Moir\'e exciton polaron engineering via twisted hBN

Twisted hexagonal boron nitride (thBN) exhibits emergent ferroelectricity due to the formation of moir\'e superlattices with alternating AB and BA domains. These domains possess electric dipoles, leading to a periodic electrostatic potential that can be imprinted onto other 2D materials placed in its proximity. Here we demonstrate the remote imprinting of moir\'e patterns from twisted hexagonal boron nitride (thBN) onto monolayer MoSe2 and investigate the resulting changes in the exciton properties. We confirm the imprinting of moir\'e patterns on monolayer MoSe2 via proximity using Kelvin probe force microscopy (KPFM) and hyperspectral photoluminescence (PL) mapping.

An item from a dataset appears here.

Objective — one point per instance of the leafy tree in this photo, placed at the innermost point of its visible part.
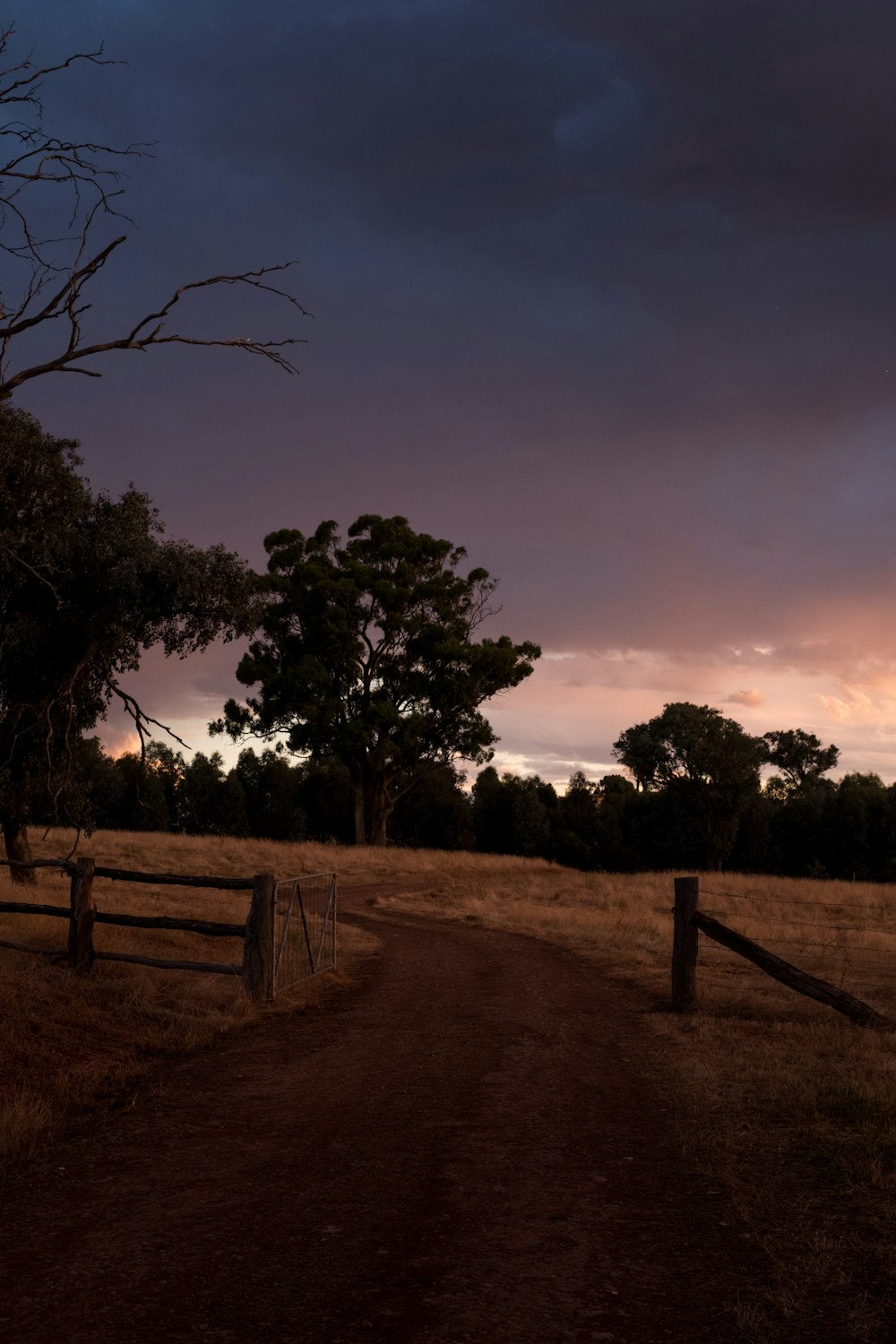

By developing a technique to create large ferroelectric domain sizes ranging from 1 {\mu}m to 8.7 {\mu}m, we achieve unprecedented potential modulation of 387 +- 52 meV. We observe the formation of exciton polarons due to charge redistribution caused by the antiferroelectric moir\'e domains and investigate the optical property changes induced by the moir\'e pattern in monolayer MoSe2 by varying the moir\'e pattern size down to 110 nm. Our findings highlight the potential of twisted hBN as a platform for controlling the optical and electronic properties of 2D materials for optoelectronic and valleytronic applications.